Le socle de cette démarche reposait sur une pratique réflexive que nous nous appliquions et cherchions à diffuser auprès de nos pairs. Cette capacité de réflexion sur l’action [14] était au cœur de notre fonction d’infirmière en EMSP. Elle nous a permis à la fois de garder notre identité, avec nos repères pratiques et éthiques, tout en demeurant ouvertes à la pluralité des situations, lieux et diversité des acteurs de soin. La brutalité de la pandémie n’a pas délogé notre habitude de la pratique réflexive. Notre capacité d’adaptation et celle d’habiter l’incertitude, inhérentes à notre posture transversale, n’ont pas fléchi. Notre expérience de la pratique pédagogique adaptée aux différents terrains et publics s’est avérée efficiente. Le maintien de notre équipe rodée, en son ensemble et dans ses fonctions propres, a permis que perdure notre propre cœur de métier. Ainsi, c’est en demeurant dans nos habitus, pratiques et repères, qu’en tant qu’infirmières d’EMSP, nous estimons avoir tenu une place pertinente dans cette crise sanitaire [15].

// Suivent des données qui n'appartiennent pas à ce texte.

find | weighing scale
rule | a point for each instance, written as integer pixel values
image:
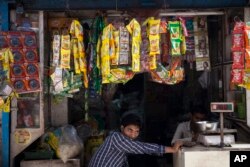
(212, 138)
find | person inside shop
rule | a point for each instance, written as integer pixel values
(113, 152)
(185, 131)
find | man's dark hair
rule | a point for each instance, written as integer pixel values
(131, 119)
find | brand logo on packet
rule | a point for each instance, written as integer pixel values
(239, 158)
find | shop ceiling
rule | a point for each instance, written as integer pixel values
(127, 4)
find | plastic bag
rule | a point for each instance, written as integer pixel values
(70, 145)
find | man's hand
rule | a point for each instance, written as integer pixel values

Protection des droits des sujets humains et animaux

Les auteurs déclarent que les travaux décrits n’ont pas impliqué d’expérimentations sur les patients, sujets ou animaux.

Consentement éclairé et confidentialité des données

Les auteurs déclarent que l’article ne contient aucune donnée personnelle pouvant identifier le patient ou le sujet.

Déclaration de liens d’intérêts

Les auteurs déclarent ne pas avoir de liens d’intérêts.

Financement

Cette étude n’a reçu aucun financement spécifique d’une agence publique, commerciale ou à but non lucratif.

Contribution et responsabilité des auteurs

L’ensemble des auteurs attestent du respect des critères de l’International Committee of Medical Journal Editors (ICMJE) en ce qui concerne leur contribution à l’article.